Playing Over.

I dreamed that you were gone.

But waking, the nightmare began.

Playing over.

Such naïveté! To safely imagine the endless moments ahead.

More time to hold hands and grab onto our fading childhood together.

To pull it close to our faces like a dusty mirror, and bask in the comfort of seeing shared history.

To blow the cobwebs off memories-turned-myths and shake our heads in laughter and suspended belief.

This pitted sinking feeling that catches me off guard like a shot to the stomach, in some forgotten moment. Driving, sipping tea or completing an otherwise benign task.

I stop short in horror and remember again, how you were stolen from us…

One day would I accept your absence? Let go of all that’s left. A deep loss emanating from within.

From the love within.

Love built on inside jokes, whispered conversations in midnight darkness, drunken stumblings down rainy Liverpool streets, your voice joining mine, echoing the lyrics to some soul classic, or the tune of the summer.

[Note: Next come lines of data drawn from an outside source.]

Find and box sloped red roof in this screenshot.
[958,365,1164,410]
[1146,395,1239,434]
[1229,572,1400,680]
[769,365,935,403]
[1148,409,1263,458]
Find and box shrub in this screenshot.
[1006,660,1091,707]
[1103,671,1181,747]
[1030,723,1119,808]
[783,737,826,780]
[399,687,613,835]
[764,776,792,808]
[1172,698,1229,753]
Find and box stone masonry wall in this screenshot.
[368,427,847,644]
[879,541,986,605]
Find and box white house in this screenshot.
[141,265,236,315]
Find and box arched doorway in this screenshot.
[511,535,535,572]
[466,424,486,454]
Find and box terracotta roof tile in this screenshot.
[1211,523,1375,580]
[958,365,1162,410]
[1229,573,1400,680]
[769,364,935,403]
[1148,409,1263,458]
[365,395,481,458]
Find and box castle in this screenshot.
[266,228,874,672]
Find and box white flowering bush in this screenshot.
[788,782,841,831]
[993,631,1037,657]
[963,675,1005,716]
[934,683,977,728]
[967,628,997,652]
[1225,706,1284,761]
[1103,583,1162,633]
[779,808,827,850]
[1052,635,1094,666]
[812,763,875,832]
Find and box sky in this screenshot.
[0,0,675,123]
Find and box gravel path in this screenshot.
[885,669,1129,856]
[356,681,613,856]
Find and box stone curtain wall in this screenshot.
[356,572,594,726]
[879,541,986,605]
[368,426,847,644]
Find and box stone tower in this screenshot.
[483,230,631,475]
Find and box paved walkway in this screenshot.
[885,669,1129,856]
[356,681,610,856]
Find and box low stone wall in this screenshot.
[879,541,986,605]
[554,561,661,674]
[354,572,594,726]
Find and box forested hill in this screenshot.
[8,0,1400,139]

The ease of a familiar, long known face appearing readily at birthday drinks, ‘let’s not leave it so long next time?’ 
Sometimes lives lived mere miles apart, yet time slips past between visits. 
But, years melt to seconds, as smiles and arms envelope, safe in the familiarity of a comfortable childlike embrace.

And now, how to turn this gaping hollow, this visceral injustice, into gratitude?

To recognise the blessings of you, of us, together, which I’m all too acutely aware and alone with, in this void. 
Can this anguish be cast away like a wave, and take shape into something beautiful. Something else, resembling the love from which it rises?

Perhaps inside me, a hopefulness awakens. Yes, gratitude for these beautiful memories you left behind, etched into my mind, spanning decades, that only we shared, and have now achieved our immortality within.